Sometimes, it’s easy to misunderstand the cause and effect of this sort of error. Since it is difficult for customers and even testing groups to quickly understand crashes that they may see on their system, this variant deserves some space: Koobface crashes on the most recent ThreatFire protected systems. It’s much better than the alternative.

As posted previously and discussed in major publications, Koobface is an extremely active family of malware. Victims consistently fall for web pages that appear to be serving up codecs from links that are posted on their friends’ social networking pages. So the links and phony codecs seem all the more trustworthy, and victims are left with the Black Spot. Let’s dive into some of the technical details.

The latest version of Koobface maintains an unpacking stub using code that legitimate software does not contain. Instead of calling the documented and well known GetProcAddress function to dynamically resolve needed addresses of functions exported by kernel32 and other dll system modules (one of the most common, documented functions at process-load on Win32 systems), the phony Koobface unpacking stub implements a custom and somewhat bizarre address resolution routine. First, it searches for the start of the kernel32 module in its process’ virtual memory space and then performs an unusual comparison to find the beginning of the function that it is interested in, in this case VirtualProtectEx. The comparison works like this:

Locate and verify Kernel32 within the process memory space

Loop through Kernel32 one byte at a time, gathering four bytes of data for comparison

Bitwise “AND” the current four bytes of data with the next four bytes in memory

Compare the results to the hardcoded value “5181045″

Once “5181045″ is found (which is first found in VirtualProtectEx within the kernel32 address space), perform another comparison, looking for the function prologue. If it’s a match, FOUND IT!, and call into this VirtualProtectEx memory location.

The related disassembly implementing the “logic” above constains these instructions…

mov ecx, dword ptr ds:[eax] (where EAX = Kernel32.7C800002, now ECX = 00030090)

and ecx, dword ptr ds: [eax + 4]

cmp ecx, 5181045

mov ecx, dword ptr ds:[eax] (EAX = Kernel32.7C801A6F)

and ecx, dword ptr ds: [eax + 4] (ECX = 1875FF57, EAX = 7C801A6E, [EAX+4] = 75FF1045)

cmp word ptr ds: [eax], 8B55 (8B55 is little endian 0×558B..x86 is push ebp..mov ebp)

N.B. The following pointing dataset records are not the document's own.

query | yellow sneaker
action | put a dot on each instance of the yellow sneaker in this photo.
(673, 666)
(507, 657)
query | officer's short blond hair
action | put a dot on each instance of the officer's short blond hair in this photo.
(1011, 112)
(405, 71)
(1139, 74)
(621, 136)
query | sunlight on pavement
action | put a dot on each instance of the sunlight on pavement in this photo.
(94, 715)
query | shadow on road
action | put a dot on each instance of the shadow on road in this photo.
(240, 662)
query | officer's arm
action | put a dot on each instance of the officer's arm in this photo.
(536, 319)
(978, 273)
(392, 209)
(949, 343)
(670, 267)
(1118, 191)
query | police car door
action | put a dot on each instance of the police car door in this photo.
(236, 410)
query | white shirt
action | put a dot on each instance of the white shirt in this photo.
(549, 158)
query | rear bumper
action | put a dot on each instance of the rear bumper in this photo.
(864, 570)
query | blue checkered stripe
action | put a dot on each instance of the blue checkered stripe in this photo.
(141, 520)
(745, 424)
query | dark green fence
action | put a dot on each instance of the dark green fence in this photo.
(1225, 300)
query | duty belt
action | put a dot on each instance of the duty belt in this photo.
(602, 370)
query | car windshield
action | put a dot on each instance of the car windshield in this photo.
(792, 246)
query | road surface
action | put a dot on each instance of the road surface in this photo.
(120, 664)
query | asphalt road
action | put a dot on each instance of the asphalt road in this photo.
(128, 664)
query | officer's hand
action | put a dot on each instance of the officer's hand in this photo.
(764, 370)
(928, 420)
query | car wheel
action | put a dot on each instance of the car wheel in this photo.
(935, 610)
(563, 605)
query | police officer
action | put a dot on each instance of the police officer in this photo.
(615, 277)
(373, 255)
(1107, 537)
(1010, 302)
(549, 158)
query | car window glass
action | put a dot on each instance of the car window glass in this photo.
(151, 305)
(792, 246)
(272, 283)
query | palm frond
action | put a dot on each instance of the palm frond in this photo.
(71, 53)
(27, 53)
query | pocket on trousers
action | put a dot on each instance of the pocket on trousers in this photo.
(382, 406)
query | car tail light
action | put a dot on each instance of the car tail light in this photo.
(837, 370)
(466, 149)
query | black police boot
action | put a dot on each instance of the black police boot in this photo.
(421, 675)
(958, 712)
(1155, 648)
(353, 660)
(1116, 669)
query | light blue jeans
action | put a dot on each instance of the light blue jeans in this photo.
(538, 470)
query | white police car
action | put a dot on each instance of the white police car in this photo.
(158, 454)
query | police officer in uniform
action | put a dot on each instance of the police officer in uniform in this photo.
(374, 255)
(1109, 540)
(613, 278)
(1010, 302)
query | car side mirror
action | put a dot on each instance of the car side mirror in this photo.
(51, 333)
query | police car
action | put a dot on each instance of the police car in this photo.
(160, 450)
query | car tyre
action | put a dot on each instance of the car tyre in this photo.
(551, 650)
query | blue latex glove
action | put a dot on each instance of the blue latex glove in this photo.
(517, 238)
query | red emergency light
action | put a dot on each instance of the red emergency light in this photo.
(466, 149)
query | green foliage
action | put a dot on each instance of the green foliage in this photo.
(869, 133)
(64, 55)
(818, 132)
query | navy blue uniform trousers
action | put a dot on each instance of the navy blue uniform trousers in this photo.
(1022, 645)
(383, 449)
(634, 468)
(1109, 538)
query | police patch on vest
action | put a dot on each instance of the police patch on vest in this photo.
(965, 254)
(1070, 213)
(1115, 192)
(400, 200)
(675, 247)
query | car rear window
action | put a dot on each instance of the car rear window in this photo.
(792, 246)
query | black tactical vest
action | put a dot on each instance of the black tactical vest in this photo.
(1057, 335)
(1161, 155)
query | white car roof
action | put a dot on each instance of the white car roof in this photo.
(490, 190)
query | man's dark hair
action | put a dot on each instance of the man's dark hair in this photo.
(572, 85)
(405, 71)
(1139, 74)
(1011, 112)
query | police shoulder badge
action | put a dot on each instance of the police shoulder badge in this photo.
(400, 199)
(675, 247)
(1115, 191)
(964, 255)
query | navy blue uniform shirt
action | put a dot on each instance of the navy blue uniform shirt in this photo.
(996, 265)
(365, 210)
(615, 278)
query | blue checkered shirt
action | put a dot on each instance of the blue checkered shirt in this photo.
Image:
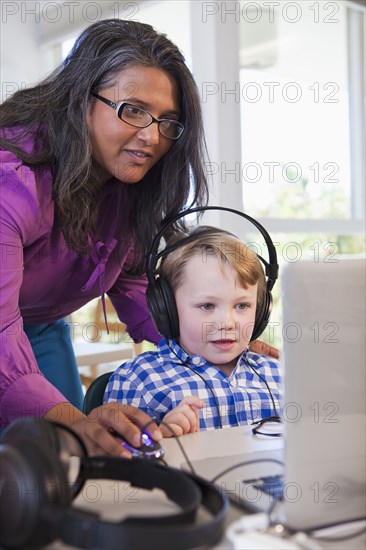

call near dword ptr ds: [eax] <– call the expected function, in this case VirtualProtectEx

Now, ThreatFire makes some slight modifications to blend into the system at runtime. These modifications may cause one of Koobface’s odd GetProcAddress custom replacement routine’s checksums to fail (again, legitimate applications using “GetProcAddress” succeed at resolving their imports on ThreatFire-protected systems just fine). With this change, the Koobface unpacking stub cannot find 0×55 (push ebp), 0×8B (mov ebp) until it reaches GetSystemTimeAsFileTime, which is the incorrect function (just using the documented GetProcAddress function would work fine here). GetSystemTimeAsFileTime receives unexpected data passed in as a parameter and exception occurs.

Unfortunately, the Koobface binary may be left on the desktop because it has not performed anything malicious and ThreatFire won’t see any further behavior from the executable in question. It’s for this reason that defense in depth is always recommended — with the PC Tools Internet Security Suite, the system scanners kick in and can identify the file itself, and the Site Guard can protect your browsers from visiting malicious Koobface sites in the first place. Its layers of protection raise system protection to levels that users can be confident in.